Granted, NASA’s announcement isn’t terribly groundbreaking — you can look back at the Dragon capsule’s first berthing to the ISS and its first resupply mission for more of a sense of historical achievement — but it paints a very positive portrait of SpaceX and its potential impact on space transport and exploration. After all, SpaceX’s ambitions aren’t just limited to shuttling cargo back and forth. The company aims to eventually ferry astronauts to and from the ISS, and has pointed to 2015 as a likely launch window for its first manned flight.

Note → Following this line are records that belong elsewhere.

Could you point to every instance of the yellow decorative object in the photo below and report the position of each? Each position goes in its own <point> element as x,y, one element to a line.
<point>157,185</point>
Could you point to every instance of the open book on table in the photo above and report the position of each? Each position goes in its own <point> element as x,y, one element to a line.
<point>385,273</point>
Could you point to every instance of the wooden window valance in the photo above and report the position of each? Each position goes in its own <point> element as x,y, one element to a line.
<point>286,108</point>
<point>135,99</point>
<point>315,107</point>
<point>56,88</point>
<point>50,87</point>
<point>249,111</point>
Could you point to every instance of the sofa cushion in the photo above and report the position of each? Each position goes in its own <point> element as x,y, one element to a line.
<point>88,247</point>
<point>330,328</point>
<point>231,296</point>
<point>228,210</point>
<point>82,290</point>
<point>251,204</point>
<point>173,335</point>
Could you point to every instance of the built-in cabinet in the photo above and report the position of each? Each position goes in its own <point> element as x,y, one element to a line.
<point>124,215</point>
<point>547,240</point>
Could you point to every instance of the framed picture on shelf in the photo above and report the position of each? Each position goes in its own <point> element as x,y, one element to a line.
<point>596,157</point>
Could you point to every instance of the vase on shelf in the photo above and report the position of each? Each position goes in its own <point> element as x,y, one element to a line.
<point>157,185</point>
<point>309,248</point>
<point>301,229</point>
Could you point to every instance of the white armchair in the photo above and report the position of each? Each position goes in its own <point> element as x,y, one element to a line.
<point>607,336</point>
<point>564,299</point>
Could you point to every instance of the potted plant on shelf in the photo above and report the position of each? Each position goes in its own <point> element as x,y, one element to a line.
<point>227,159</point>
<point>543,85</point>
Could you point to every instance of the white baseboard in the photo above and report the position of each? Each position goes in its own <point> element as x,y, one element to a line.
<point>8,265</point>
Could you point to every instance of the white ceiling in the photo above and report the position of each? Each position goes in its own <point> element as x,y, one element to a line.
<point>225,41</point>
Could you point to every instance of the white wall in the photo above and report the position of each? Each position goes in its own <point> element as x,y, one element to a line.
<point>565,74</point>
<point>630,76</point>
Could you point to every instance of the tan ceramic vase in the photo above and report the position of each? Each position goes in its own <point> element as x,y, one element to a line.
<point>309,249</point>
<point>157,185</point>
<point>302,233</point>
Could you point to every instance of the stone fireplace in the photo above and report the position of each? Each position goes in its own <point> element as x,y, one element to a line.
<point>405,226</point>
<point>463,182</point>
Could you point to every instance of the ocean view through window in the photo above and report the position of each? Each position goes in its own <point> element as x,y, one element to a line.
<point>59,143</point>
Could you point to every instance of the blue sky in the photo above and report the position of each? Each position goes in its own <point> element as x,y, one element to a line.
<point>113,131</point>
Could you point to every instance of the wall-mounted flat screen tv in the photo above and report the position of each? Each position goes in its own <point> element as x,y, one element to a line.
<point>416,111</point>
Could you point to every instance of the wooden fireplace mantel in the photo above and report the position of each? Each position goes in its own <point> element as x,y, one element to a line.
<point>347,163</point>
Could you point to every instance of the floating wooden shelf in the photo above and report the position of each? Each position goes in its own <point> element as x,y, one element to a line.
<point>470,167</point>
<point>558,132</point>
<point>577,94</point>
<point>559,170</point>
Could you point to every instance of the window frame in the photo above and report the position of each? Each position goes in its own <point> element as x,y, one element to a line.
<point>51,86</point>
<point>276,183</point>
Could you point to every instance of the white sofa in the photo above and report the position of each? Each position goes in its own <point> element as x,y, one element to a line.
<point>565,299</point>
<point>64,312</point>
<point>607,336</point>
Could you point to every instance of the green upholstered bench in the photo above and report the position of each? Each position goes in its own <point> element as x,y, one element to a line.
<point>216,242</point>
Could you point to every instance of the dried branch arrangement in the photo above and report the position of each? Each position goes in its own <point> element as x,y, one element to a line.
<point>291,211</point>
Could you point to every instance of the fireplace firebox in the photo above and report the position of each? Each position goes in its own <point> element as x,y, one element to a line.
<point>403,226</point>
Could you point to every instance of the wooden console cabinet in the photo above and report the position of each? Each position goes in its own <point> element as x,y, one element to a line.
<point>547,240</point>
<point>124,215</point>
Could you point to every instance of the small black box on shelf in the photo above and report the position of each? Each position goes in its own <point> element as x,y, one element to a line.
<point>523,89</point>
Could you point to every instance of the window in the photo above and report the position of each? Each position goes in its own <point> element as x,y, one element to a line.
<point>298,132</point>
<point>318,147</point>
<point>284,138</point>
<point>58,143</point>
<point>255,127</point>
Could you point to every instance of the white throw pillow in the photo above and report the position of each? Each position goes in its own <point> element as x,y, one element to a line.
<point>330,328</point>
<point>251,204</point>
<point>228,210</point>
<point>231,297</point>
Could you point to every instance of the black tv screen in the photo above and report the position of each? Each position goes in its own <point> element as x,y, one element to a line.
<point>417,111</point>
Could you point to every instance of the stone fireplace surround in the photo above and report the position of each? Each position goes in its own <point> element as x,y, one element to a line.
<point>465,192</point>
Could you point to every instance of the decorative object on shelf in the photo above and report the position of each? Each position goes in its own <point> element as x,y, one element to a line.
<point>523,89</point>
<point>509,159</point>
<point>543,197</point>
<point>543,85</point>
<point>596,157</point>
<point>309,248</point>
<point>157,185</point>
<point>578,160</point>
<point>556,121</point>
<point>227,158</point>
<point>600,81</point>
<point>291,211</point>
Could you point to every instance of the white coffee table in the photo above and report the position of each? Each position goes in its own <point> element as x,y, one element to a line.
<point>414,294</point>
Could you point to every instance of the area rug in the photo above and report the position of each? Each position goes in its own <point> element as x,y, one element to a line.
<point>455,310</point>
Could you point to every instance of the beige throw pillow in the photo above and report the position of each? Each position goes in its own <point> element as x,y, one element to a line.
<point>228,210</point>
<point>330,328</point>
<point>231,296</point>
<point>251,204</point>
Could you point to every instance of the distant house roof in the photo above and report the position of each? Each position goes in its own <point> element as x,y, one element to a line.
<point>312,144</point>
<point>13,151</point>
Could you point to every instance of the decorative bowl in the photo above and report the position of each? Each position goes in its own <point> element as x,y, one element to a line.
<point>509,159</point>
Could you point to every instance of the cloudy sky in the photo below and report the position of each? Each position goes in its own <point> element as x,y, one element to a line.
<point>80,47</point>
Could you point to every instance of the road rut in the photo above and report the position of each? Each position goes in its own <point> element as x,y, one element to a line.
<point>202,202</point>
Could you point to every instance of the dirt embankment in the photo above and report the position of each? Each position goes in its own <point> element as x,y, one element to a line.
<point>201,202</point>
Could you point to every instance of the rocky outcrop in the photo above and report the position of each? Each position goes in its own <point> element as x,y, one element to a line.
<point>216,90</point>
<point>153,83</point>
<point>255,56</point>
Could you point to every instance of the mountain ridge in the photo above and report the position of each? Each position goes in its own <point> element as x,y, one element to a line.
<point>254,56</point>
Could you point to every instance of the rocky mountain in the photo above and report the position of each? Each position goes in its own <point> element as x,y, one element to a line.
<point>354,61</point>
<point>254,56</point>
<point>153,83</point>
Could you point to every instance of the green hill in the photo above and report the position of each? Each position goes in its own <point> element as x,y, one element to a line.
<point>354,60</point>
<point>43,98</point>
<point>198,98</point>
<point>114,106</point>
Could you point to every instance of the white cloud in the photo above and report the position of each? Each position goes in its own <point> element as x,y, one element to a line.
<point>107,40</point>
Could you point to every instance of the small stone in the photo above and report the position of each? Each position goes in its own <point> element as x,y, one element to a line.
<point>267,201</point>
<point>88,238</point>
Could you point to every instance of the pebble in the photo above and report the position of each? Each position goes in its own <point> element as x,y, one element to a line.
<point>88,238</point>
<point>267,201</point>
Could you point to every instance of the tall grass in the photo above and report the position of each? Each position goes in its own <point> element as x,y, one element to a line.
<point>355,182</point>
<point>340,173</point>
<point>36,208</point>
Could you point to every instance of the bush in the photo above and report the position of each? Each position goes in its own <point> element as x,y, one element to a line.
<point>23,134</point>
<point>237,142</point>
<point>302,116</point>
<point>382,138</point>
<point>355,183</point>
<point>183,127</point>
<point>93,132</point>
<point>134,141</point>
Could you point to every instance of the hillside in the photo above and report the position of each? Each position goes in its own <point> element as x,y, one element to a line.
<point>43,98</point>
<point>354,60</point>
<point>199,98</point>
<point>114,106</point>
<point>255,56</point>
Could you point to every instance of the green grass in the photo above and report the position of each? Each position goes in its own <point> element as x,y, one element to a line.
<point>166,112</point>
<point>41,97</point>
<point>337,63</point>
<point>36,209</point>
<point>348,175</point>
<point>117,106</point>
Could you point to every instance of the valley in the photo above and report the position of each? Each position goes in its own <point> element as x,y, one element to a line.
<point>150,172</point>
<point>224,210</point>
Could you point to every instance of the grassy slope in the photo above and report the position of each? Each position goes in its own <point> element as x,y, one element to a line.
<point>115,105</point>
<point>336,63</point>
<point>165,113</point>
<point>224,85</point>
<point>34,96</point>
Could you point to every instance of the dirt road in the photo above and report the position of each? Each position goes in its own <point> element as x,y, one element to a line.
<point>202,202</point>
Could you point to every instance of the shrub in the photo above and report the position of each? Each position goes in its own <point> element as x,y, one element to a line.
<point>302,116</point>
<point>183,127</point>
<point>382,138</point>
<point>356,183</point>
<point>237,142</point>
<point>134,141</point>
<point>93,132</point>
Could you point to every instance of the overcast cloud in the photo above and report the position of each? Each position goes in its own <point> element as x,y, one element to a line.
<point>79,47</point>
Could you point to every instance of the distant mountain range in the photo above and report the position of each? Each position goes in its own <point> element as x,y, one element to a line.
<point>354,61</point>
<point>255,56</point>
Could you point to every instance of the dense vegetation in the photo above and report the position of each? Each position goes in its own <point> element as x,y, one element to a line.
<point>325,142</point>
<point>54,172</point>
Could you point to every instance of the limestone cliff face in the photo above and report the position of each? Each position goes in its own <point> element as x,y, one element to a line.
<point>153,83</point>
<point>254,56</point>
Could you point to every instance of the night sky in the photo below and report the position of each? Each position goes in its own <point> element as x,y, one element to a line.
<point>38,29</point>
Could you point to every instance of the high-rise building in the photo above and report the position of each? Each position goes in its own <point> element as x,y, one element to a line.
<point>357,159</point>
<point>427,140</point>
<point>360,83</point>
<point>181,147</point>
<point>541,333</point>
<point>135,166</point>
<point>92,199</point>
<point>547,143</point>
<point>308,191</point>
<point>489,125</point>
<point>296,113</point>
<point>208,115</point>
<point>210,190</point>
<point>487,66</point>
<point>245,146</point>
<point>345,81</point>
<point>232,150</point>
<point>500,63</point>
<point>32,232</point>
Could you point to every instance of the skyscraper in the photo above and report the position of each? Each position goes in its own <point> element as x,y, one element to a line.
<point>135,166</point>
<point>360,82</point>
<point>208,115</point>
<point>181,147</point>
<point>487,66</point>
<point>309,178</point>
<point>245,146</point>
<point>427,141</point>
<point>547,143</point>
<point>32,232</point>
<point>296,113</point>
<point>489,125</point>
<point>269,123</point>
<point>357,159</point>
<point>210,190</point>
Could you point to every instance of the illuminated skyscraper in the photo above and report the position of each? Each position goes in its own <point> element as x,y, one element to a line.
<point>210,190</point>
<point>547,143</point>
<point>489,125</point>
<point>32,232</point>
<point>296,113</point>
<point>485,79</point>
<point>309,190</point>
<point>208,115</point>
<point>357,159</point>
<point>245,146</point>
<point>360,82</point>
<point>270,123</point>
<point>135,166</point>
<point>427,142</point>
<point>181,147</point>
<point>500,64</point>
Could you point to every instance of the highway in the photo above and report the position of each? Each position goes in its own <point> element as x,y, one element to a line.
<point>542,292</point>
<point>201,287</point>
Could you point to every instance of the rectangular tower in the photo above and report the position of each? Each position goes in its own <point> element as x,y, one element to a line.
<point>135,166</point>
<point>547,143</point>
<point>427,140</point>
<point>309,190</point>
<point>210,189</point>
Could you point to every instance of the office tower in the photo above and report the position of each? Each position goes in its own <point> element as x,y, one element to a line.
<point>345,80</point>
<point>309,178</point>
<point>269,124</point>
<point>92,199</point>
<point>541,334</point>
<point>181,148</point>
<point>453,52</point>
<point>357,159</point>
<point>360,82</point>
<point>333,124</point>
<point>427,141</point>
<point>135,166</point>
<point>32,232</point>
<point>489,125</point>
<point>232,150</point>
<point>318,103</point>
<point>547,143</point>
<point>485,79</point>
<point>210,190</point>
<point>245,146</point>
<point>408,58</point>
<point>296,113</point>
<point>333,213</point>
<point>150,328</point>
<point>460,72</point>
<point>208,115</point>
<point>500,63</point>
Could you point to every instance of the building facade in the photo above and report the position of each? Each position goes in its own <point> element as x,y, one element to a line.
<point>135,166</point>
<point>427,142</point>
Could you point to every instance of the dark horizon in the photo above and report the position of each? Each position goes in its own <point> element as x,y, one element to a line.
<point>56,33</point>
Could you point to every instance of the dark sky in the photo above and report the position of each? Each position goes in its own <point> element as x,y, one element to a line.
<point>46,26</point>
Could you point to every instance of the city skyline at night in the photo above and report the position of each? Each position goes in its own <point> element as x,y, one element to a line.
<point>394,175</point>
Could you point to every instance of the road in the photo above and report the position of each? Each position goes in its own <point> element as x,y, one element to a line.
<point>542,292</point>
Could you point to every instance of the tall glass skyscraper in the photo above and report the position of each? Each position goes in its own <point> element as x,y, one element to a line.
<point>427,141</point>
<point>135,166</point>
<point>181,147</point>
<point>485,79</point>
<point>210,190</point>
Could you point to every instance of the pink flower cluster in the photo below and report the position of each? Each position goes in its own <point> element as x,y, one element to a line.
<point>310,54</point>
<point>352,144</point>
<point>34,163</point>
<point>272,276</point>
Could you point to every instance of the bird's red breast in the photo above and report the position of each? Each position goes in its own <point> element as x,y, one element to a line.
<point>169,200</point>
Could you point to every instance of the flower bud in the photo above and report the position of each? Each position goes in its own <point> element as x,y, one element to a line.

Other, more seasoned players like Boeing are shooting to get manned flights of their own privately operated crew capsules going in a similar timeframe, but at this stage it seems entirely possible that the upstarts at SpaceX may be able to hit that milestone sooner — it’s planning an in-flight abort test (crucial for any flight involving human lives) for no later than April 2014, while Boeing doesn’t expect its CST-100 to venture into orbit until around 2016. And that’s to say nothing of founder Musk’s wild-eyed vision of sprawling Martian colonies packed to the air scrubbers with settlers from our world.

As a child, the name “NASA” was enough to elicit gasps of delight and excitement — after all, these were the steely-eyed missile men who landed 12 people on the surface of the Moon and helped turn our eyes to the deepest corners of the heavens. Of course, the NASA of today isn’t quite the same for a number of reasons (consistent budget cuts being prime among them) and crazy private ventures like SpaceX seem best equipped to make these sorts of ambitious strides. Well, for now anyway — we’ll see if President Obama’s proclamation to raise tech R&D funding to a level “not seen since the start of the space race” manages to change the situation a little.

Oh, and on a side note, NASA is also inviting 50 social media users to come and experience the launch proceedings up close — you can apply here, but know that I’ll forever jealous if you happen to make it down to the Cape.